GTC Silicon Valley-2019: Automated Mixed-Precision Tools for TensorFlow Training
GTC Silicon Valley-2019 ID:S91029:Automated Mixed-Precision Tools for TensorFlow Training
Nathan Luehr(NVIDIA),Reed WandermanMilne(Google)
In order to obtain peak performance and energy efficiency on modern deep learning architectures, such as GPUs and TPUs, it is critical to use half precision arithmetic. Compared to single precision, half precision reduces memory traffic, allowing 2x better use of the available DRAM bandwidth. Smaller memory footprints for half precision layer activations also allow larger batch sizes and deeper network architectures to fit in the accelerator's memory during training. Finally, architectural features, such as Volta's Tensor Cores, boost the raw math throughput of half precision operations by up to 8x compared to single precision.
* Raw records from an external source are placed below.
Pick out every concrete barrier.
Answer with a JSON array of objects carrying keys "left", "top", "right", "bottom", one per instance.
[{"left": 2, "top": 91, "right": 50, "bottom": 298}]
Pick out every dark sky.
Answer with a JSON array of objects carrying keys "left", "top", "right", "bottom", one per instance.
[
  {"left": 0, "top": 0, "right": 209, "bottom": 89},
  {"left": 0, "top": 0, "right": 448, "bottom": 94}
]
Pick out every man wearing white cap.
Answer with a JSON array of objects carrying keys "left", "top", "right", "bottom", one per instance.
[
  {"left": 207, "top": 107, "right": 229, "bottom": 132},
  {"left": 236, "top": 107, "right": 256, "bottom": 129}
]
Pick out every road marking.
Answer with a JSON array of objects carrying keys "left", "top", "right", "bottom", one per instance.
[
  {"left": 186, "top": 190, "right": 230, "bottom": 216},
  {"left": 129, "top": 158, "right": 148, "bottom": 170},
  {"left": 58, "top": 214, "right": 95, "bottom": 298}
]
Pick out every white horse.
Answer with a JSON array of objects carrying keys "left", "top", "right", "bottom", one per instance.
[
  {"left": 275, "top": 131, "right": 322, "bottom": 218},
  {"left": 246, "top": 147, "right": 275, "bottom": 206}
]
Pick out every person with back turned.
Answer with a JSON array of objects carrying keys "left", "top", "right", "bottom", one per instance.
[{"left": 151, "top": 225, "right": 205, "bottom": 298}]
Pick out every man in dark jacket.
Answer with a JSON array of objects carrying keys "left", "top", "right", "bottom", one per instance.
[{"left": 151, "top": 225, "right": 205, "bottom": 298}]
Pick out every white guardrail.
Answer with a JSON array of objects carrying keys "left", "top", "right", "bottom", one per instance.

We describe two new streamlined implementations of mixed-precision training being built into TensorFlow. The first is provided through extensions to the tf.keras API and will be available in the upcoming months. The second is based on a Grappler graph optimization pass and will work with TF 1.x graph-based models as well as future TensorFlow 2.0 models that make use of tf.function decorators. Each method is enabled using a one or two line tweak to the training script. Empirical results show that result accuracy matches that of a model trained in single-precision, while training speedup is similar to what can be achieved with hand-coded mixed precision strategies.